Yesterday I gave a talk entitled “Programmatic Excellence in a 21st Century Legal Writing Program.” In that talk, I noted that one of the things I think the legal writing field needs to work on in the coming years is the possible role in our pedagogy for the intentional formation of professional identity in our students.
I have previously written a post about the difference – as I see it - between professionalism and professional identity. The latter term comes from Chapter 4 of the Carnegie Report, but it is not especially clear about what it means, and I think that has lead to some confusion. What I said in the previous post is that I think we have been confusing professionalism with formation of professional identity, and that the latter is not something we can “teach” per se, since you cannot teach someone to form their identity. Rather, we as teachers need to create “situations” in which our students can be confronted with ethical questions and reflect on the decisions they make, and be guided by us as they form their own professional identities. I said those things in my talk yesterday.
At the end of my talk I received a pointed question asking for specifics about what those “situations” might look like. And I gave a fairly general answer. On reflection, I realized why I gave a general answer. Because – other than what I do in my Discovery class in this area – I had not yet given enough thought to the specifics of how to create these classroom “situations” in other courses. So I have been thinking about that since.
I have to come up with a better term first. “Situations” isn’t specific enough either. It does come fairly close, since the definition of that word includes “a combination of circumstances.” And what I am suggesting is a combination of guidance steps that ideally take place in a particular order.
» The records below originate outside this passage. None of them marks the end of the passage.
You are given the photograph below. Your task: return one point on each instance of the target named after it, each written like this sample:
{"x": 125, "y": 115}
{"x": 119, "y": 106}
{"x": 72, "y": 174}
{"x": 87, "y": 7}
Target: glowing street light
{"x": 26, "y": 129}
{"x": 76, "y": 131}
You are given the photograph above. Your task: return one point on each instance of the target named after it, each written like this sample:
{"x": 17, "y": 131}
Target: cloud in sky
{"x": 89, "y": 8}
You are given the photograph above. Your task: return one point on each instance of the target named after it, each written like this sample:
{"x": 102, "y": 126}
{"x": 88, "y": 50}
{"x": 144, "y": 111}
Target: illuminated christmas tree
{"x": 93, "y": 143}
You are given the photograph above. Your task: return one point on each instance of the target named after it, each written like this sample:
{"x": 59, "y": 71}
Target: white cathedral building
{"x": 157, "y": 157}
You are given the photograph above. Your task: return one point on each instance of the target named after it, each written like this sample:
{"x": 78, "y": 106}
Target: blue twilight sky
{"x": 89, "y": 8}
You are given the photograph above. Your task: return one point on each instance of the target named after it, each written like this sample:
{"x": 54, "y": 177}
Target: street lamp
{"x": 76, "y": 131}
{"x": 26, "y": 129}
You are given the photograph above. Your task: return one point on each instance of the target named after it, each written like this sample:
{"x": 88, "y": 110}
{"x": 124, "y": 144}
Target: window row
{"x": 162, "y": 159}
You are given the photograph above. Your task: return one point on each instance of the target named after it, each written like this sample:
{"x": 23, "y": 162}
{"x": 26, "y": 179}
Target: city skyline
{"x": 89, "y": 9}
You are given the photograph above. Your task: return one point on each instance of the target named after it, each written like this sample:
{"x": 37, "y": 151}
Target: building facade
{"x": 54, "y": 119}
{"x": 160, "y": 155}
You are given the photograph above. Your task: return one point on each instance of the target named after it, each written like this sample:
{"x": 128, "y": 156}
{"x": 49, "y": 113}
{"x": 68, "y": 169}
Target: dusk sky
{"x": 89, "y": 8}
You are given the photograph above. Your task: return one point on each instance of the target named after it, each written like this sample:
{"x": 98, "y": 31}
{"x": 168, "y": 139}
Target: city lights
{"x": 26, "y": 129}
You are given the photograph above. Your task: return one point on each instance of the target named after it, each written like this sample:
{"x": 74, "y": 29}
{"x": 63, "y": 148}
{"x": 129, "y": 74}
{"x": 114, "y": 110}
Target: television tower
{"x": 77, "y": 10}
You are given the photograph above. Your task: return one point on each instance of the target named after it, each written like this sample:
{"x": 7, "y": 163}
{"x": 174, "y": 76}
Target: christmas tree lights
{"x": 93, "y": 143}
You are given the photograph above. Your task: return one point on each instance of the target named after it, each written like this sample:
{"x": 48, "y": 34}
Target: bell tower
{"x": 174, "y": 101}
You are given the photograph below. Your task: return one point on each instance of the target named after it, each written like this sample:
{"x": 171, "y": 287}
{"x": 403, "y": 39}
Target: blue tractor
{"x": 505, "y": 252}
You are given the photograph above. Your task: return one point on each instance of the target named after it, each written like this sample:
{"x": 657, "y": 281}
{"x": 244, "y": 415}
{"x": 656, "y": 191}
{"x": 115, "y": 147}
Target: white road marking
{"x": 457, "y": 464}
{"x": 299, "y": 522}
For now - until I can come up with something better - I am going to call it a “Guidance Sequence for Formation of Professional Identity (GSFPI).”
Now, to the specifics of a GSFPI. It seems to me that the sequence has four essential components. 1) An exercise or a writing assignment that sets up an ethical dilemma as it appears in practice; 2) An identification by the student of the ethical quandary raised in completing the assignment; 3) An expression by the student of the ethical issue and their reflection on their own decisions about how they resolved the dilemma; and 4) Some form of feedback and response from the professor about the decisions and choices the student made.
This could be accomplished fairly easily in a simulation-based course, but there is no reason it could not also be accomplished in a traditional doctrinal course. It could be a separate assignment in the course, with a portion of the grade assigned ot it. The feedback from the professor is more time consuming in a large class, but not impossible with a well-designed rubric.
In the Discovery class that I teach (a simulation-based class), every discovery document the students prepare offer opportunities for identification of ethical issues, and the memos that accompany each assignment specifically ask the student to explain the choices they made and reflect on how and why they made those decisions. In the final step of the sequence, I provide margin feedback on their memos, and one of the criteria in the grading rubric on each assignment addresses the accuracy and quality of the identification of the ethical issue, and the depth and clarity of the reflection.
To bring this back to the first year legal writing course, I think we (as a field) should be working on how to introduce such GSFPI opportunities in the 1L course, for three reasons. First, the Carnegie report suggests that formation of professional identity should be infused in the entire curriculum, and obviously that would include LRW. Second, because we already do some of this (just not necessarily intentionally) and we are the first class the students have that simulates legal practice, it seems appropriate that our class would introduce concepts of formation of PI. Third, it would give us an opportunity for more connections with other parts of the curriculum working on formation of PI, most particularly the clinic.
Fortunately, it should not be difficult to do. Perhaps one way might be to have an ethical dilemma come up about whether to include a borderline negative case in a brief. That is a writing assignment we already have in the LRW course, and sometimes this does happen. But we do not necessarily ask them (or have an opportunity to ask them if we don’t know about it) to identify and reflect on the choice they made about that case, and as a result, we lack an opportunity for response and guidance from the teacher to complete each of the steps in a GSFPI. With a bit of intention and planning, we could do this.
I am grateful to my interlocutor for the question yesterday because it made me think in a more granular way about this. What is provided in this post is merely a statement of how far I have gotten to this point in articulating a specific framework for the creation of the guidance “situations” in class or clinic that I hope can support and facilitate the formation of professional identity in our students. More to come.